How Many Embryos are You Putting Back?

Consider fewer.
Women under 35 and egg recipients should at least entertain the idea of a one-embryo transfer. Over the past few years there have been abstracts and papers (some of my own) written showing that in selected cases, a one-embryo transfer has an excellent pregnancy rate. The best candidates are women who are in their first try with excellent embryos. Many women who elect 1 embryo have at least 1 child at home. In these cases, the uterus is “proven” and this may increase their odds of getting pregnant with IVF or DE. In a small study here at NYU we showed that in good prognosis patients, the pregnancy rate with 1 embryo was the same as with 2. Once we do more cases we can update these results. I do believe that overall, the pregnancy rate with 1 will be lower than with 2, but I don’t think the difference is very big. One reason is that when we put in 1, we put in the best one, and that is the one with the highest chance of making a baby.

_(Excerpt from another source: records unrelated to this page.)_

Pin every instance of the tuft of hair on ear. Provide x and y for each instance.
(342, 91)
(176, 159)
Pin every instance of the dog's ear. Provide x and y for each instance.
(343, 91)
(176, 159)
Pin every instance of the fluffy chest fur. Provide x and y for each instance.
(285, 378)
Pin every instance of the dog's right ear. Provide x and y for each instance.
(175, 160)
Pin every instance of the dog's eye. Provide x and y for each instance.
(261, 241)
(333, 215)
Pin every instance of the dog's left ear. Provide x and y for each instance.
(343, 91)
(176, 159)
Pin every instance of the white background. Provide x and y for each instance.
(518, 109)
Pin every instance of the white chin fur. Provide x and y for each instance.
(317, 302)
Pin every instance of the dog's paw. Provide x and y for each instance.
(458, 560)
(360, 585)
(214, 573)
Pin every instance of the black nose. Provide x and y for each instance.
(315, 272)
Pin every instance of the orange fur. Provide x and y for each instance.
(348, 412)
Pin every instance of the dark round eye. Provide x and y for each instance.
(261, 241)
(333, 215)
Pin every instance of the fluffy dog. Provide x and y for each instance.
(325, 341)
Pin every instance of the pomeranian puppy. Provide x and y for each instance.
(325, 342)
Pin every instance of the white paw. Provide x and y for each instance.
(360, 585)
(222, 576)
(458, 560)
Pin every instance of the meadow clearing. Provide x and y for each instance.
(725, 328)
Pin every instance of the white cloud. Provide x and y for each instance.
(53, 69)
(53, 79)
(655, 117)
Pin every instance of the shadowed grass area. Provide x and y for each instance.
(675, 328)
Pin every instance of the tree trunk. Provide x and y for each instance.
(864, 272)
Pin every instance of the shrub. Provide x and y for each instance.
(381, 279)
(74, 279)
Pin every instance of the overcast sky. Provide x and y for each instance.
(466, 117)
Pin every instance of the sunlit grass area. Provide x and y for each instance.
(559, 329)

Why consider 1 when 2 can give you twins? A twin pregnancy is a complicated pregnancy. The idea of twins in not foreign because twins occur naturally. We all have friends or family members who are healthy twins. The problem is we may not know about the twins that delivered early, suffered early death, or are surviving with long term disability. The number one issue with twins is early delivery. We say twins deliver about a month earlier than singletons, bringing the gestation to about 36 weeks, no big deal. Delivery at 24-30 weeks is a very big deal. And yes it’s true even singletons can deliver early, but the odds are lower.
All this being said, almost all women still prefer to get at least 2 embryos back, which is fine. People are surprised to hear they have the option of requesting 1.

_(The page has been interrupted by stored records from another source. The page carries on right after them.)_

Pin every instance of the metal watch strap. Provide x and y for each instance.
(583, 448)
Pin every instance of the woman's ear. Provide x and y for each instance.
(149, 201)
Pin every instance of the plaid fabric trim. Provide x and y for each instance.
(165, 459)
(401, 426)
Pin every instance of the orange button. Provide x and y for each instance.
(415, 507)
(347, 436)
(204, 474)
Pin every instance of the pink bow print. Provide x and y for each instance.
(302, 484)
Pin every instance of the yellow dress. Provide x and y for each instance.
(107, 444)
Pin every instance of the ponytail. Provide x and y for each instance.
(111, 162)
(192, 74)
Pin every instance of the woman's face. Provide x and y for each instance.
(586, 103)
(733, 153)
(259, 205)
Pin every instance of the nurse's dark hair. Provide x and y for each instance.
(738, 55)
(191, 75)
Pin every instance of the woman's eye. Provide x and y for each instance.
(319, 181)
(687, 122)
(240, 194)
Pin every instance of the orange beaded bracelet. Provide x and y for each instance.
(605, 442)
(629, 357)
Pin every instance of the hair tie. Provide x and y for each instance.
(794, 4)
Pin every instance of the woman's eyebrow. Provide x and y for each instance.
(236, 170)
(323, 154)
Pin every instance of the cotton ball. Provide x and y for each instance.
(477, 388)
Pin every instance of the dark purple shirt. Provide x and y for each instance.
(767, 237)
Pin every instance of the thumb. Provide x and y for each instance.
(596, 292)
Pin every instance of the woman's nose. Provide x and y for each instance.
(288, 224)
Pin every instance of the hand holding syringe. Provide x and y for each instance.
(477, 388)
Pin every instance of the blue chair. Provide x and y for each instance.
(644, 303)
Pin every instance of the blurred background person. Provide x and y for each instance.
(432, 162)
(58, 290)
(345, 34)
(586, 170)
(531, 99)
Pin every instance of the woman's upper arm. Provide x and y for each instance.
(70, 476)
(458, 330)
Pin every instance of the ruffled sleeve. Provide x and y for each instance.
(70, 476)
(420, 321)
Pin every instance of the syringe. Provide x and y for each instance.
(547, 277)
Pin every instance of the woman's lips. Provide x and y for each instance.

And again, please see disclaimer 5/17/06

References:

  • Jain T, Missmer SA, Hornstein MD. Trends in embryo-transfer practice and in outcomes of the use of assisted reproductive technology in the United States. N Engl J Med. 2004 Apr 15; 350(16):1639-45.
  • Mullin CM, Fino ME, Talebian S, Krey LC, Licciardi F, Grifo JA. Comparison of pregnancy outcomes in elective single blastocyst transfer versus double blastocyst transfer stratified by age. Fertil Steril. 2010 Apr; 93(6):1837-43.

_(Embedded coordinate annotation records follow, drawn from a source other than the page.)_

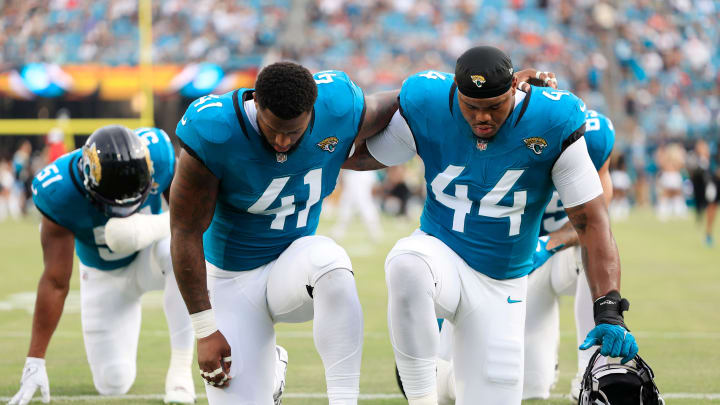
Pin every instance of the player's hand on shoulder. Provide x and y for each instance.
(615, 341)
(535, 77)
(542, 254)
(214, 359)
(610, 331)
(34, 377)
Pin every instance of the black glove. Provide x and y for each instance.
(609, 308)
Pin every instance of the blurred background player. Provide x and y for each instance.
(357, 197)
(106, 201)
(554, 274)
(255, 167)
(705, 178)
(469, 265)
(671, 197)
(622, 187)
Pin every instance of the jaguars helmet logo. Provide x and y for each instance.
(328, 144)
(91, 165)
(479, 80)
(535, 144)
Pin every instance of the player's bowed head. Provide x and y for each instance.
(486, 89)
(285, 93)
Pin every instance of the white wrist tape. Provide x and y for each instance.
(35, 361)
(203, 323)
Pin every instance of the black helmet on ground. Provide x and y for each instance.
(619, 384)
(117, 170)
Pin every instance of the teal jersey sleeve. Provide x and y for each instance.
(340, 97)
(421, 92)
(204, 129)
(162, 154)
(599, 136)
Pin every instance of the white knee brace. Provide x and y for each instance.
(115, 379)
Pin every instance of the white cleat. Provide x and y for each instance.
(575, 387)
(280, 372)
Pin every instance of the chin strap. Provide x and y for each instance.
(136, 232)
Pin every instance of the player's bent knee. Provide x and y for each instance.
(325, 255)
(115, 379)
(504, 362)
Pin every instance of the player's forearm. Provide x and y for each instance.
(599, 251)
(565, 236)
(192, 203)
(49, 305)
(189, 266)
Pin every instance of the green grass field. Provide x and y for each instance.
(671, 278)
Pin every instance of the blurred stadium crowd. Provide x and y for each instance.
(652, 66)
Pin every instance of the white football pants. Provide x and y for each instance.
(311, 280)
(561, 275)
(428, 280)
(357, 197)
(111, 314)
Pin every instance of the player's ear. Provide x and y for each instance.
(513, 87)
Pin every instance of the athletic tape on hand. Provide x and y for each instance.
(203, 323)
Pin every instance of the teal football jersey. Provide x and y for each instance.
(59, 194)
(267, 199)
(485, 199)
(600, 139)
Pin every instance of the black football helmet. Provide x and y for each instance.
(117, 170)
(619, 384)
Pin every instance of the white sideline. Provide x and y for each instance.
(9, 334)
(319, 395)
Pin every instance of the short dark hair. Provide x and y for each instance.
(286, 88)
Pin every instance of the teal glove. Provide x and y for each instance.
(542, 254)
(616, 341)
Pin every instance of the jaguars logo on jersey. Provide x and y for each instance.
(328, 144)
(535, 144)
(91, 164)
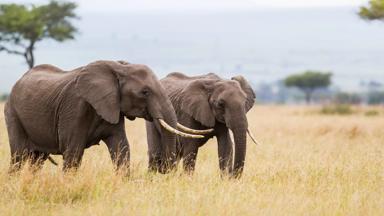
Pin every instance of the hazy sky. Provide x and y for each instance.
(161, 5)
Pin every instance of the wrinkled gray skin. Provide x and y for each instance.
(203, 102)
(55, 112)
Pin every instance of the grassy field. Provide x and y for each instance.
(307, 164)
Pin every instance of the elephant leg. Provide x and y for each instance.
(72, 158)
(154, 148)
(189, 157)
(225, 150)
(17, 140)
(37, 159)
(118, 147)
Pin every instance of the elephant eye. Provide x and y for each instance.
(145, 92)
(221, 104)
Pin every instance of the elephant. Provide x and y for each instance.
(51, 111)
(214, 106)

  • The Practice Committee of the American Society for Reproductive Medicine and the Practice Committee of the Society for Assisted Reproductive Technology. Criteria for number of embryos to transfer: a committee opinion. Fertil Steril. 2012 Oct 22.
  • Niinimäki M, Suikkari AM, Mäkinen S, Söderström-Anttila V, Martikainen H. Elective single-embryo transfer in women aged 40-44 years. Hum Reprod. 2012 Nov 22.